Logging

Configure your applications with robust logging using Archil disks that automatically flow to Amazon S3 storage. Simply mount an Archil disk and point your regular application loggers to it - no S3 APIs required.

Transparent S3 Integration

Write to normal filesystem paths and logs automatically sync to S3

Instance Isolation

Each instance creates its own directory for proper ownership separation

Infinite Capacity

Never run out of capacity because your logs are going to S3

Standard Logging Libraries

Use your existing logging setup - Python logging, winston, etc.

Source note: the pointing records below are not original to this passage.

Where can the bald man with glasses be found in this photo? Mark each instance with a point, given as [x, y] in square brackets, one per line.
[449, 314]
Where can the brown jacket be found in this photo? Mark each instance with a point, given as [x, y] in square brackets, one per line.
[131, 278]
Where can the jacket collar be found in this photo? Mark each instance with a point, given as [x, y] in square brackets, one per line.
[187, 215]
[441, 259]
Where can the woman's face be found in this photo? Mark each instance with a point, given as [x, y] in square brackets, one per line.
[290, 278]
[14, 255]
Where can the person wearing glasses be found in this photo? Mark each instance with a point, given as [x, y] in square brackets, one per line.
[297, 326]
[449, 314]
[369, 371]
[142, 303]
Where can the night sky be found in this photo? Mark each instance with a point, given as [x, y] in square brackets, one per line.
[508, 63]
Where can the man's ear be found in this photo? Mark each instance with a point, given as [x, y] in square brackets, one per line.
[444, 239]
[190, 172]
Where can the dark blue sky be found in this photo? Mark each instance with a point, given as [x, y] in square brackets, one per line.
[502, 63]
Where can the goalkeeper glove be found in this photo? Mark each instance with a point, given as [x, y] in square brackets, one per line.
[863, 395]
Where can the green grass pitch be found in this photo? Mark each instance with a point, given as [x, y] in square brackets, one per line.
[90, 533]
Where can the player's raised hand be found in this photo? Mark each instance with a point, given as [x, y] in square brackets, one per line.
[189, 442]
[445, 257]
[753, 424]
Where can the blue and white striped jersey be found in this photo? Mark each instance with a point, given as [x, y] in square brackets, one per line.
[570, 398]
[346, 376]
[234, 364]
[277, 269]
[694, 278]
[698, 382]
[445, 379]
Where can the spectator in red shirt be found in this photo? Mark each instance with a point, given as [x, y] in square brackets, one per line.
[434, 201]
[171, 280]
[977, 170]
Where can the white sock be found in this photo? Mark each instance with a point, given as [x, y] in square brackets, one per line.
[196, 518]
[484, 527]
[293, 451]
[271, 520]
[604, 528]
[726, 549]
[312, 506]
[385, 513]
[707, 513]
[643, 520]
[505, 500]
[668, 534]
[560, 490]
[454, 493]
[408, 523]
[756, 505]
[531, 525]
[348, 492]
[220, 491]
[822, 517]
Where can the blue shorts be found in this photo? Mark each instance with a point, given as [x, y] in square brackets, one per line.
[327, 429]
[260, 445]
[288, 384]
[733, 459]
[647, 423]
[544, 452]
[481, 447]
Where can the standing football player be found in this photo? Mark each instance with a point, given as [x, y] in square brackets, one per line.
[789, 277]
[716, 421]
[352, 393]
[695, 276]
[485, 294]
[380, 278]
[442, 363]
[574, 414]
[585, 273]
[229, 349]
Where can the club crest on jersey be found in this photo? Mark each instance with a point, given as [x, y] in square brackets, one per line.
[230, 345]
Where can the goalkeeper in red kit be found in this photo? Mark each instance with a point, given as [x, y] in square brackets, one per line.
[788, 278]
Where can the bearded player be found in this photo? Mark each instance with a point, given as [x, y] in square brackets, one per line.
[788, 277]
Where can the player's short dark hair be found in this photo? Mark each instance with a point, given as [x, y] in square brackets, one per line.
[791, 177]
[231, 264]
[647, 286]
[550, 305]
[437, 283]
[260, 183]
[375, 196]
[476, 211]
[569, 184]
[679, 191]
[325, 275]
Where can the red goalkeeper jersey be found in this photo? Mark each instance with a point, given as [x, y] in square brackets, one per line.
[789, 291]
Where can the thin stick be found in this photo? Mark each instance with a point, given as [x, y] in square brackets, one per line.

Create and mount an Archil disk

First, create an Archil disk for your logging infrastructure. Follow the Quickstart Guide to create a disk, then mount it in shared mode to allow multiple instances to write logs simultaneously.

Mount the logging disk

# Create the mount directory
sudo mkdir -p /mnt/logs

# Mount the Archil disk in shared mode
sudo archil mount dsk-0123456789abcdef /mnt/logs --region aws-us-east-1 --shared

Create instance-specific directories

Each application instance should create its own directory within the mounted filesystem. We recommend doing this as part of a startup script or on application startup:
# Create instance-specific log directory using hostname
INSTANCE_DIR="/mnt/logs/$(hostname)"
mkdir -p "$INSTANCE_DIR"

# Or use a custom instance identifier
INSTANCE_ID="${INSTANCE_ID:-$(date +%s)-$$}"
INSTANCE_DIR="/mnt/logs/instance-${INSTANCE_ID}"
mkdir -p "$INSTANCE_DIR"

Application configuration

Configure your application loggers to write to the mounted Archil filesystem. Your logs will automatically flow to S3 without any S3 API calls.
import logging
import os
import socket
from datetime import datetime

def setup_logging():
    # Create instance-specific directory
    instance_id = socket.gethostname()
    log_dir = f"/mnt/logs/{instance_id}"
    os.makedirs(log_dir, exist_ok=True)
    
    # Configure standard Python logging
    logger = logging.getLogger('app')
    logger.setLevel(logging.INFO)
    
    # Create file handler with timestamp in filename
    timestamp = datetime.utcnow().strftime('%Y%m%dT%H_%M_00Z')
    log_file = f"{log_dir}/app-{timestamp}.log"
    
    file_handler = logging.FileHandler(log_file)
    file_handler.setFormatter(
        logging.Formatter('%(asctime)s - %(name)s - %(levelname)s - %(message)s')
    )
    
    logger.addHandler(file_handler)
    return logger

# Usage
logger = setup_logging()
logger.info("Application started - logs automatically flowing to S3")
logger.error("Sample error message")

Log organization and management

With Archil, you don’t need traditional log rotation because logs are automatically offloaded to S3, where there’s infinite capacity. The application configuration examples above already demonstrate time-based file creation for chronological organization.

S3 lifecycle management

One of the key advantages of using Archil for logging is that your logs automatically flow to S3, giving you access to all of S3’s built-in cost optimization features. You can leverage S3’s intelligent tiering and lifecycle policies to automatically move your log data to cheaper storage classes over time without any application changes. Configure lifecycle policies on your S3 bucket to automatically transition logs to cheaper storage classes:
{
  "Rules": [
    {
      "ID": "LogRetentionPolicy",
      "Status": "Enabled",
      "Filter": {
        "Prefix": "logs/"
      },
      "Transitions": [
        {
          "Days": 30,
          "StorageClass": "STANDARD_IA"
        },
        {
          "Days": 90,
          "StorageClass": "GLACIER"
        }
      ],
      "Expiration": {
        "Days": 365
      }
    }
  ]
}

Querying logs with Amazon Athena

Once your logs are flowing to S3 through Archil, you can use Amazon Athena to run SQL queries directly against your log data without needing to load it into a database.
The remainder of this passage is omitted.